It started not long after the sunrise last Wednesday morning. One reporter after another wanted to know: Which poll or pollster was most accurate? Which was worst? Votes were still being counted (they still are in some places), results still unofficial, and yet the rush to crown a pollster champion (and goat) was already in full swing.
I am going to write several posts on pollster accuracy -- this is just the first -- but I want to try to emphasize some common themes: First, leaping to conclusions about "accuracy" without considering random sampling is almost always misleading. Second, most of the pollsters came reasonably close to the final result in most places, so they tend to be bunched up in accuracy ratings and, as such, small differences in the way we choose to measure accuracy can produce different rankings. Third, I want to raise some questions about the polling industry's focus on the "last poll" as the ultimate measure of accuracy.

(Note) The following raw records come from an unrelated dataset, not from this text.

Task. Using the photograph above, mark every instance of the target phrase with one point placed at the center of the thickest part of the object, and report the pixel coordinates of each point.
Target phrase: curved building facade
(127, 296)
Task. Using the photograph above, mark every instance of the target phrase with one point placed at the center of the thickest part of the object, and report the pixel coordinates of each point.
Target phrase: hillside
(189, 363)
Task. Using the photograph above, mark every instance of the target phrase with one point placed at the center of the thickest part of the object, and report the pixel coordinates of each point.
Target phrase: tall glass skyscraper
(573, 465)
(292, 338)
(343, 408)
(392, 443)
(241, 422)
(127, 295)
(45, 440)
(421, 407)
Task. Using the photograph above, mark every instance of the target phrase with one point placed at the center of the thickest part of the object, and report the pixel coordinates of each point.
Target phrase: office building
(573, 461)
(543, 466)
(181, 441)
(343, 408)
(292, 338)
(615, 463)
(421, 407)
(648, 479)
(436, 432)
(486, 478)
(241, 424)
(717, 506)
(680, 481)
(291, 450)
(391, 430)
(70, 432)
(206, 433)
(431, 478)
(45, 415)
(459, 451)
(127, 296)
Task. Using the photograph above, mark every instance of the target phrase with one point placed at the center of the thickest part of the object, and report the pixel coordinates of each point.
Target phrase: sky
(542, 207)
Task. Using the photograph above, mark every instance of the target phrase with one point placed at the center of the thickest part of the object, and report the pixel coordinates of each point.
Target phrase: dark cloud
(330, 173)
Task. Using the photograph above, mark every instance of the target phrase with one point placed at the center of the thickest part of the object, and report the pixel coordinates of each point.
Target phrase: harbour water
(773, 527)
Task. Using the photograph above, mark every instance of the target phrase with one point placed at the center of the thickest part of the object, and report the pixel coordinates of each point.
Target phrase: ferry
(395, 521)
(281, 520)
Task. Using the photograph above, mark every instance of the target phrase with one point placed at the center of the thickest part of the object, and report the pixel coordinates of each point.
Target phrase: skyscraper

For today, let's start with something simple: It is foolish to focus on a single poll that "nailed" the result is given the random variation that is an inherent part of polling. Because most surveys involve random sampling (even internet panel surveys randomly sample from their pool of volunteers), they come with a degree of random variability built in, something we know of as the "margin of error." If we make the assumption that the final poll's "snapshot" of voter preferences comes close enough to the election to predict the outcome, then the best we should expect a poll to do is capture the actual result within its margin of error (although even then with caveat that the margin of error is usually based on a 95% level of statistical confidence, so 1 poll in 20 will likely produce a result outside that error margin by chance alone). So, if all polls are as accurate as they can be, the difference between "nailing" the result and being a few points off is a matter of random chance -- or luck.
If we are going to try to compare pollsters, the wisest thing to do is to measure accuracy across as many polls as possible, because the role of random chance will gradually diminish as the number of polls examined increases.
Unfortunately, that observation is not stopping a lot of reporters and observers from scanning the final national polls and trying to identify winners and losers. So before moving on to more elaborate aggregations, let's look at the list the final national poll conducted by 19 different organizations over the final week of the campaign. Looking first at the final survey results (as opposed to "projections" that allocated the undecided), we see that all of the polls had Obama leading by margins of 5 to 11 percentage points. A straight average of these surveys shows Obama leading by 7.6% (51.4% to 43.8% ).
How did these polls compare to the actual results? First, let's keep in mind that provisional and late arriving mail-in ballots are still being counted in some places (and may not be reflected in the "99% of precincts counted" statistics typically provided by the Associated Press). The most current and complete national count I can find now shows Obama with a 6.6% lead in the national popular vote (52.7% to 46.1%). Obama's margin has increased by about a half a percentage point over the last week and (if the pattern in 2004 is a guide) may increase slightly more as secretaries of state release their final certified results.
Given that margin, however, just about every national poll can claim to have gotten the result "right" in some respect. Most captured either the individual candidate results or the margin within their reported margin of error (keeping in mind that the margin of error on the margin between two candidates is a little less than double the reported margin of error for each poll). Many that reported more in the undecided category, thus coming in low on individual candidate percentages, offered "projections" that allocated undecided. And remember, the 95% confidence level tells us that one of these polls should have fallen outside of the margin of error by chance alone.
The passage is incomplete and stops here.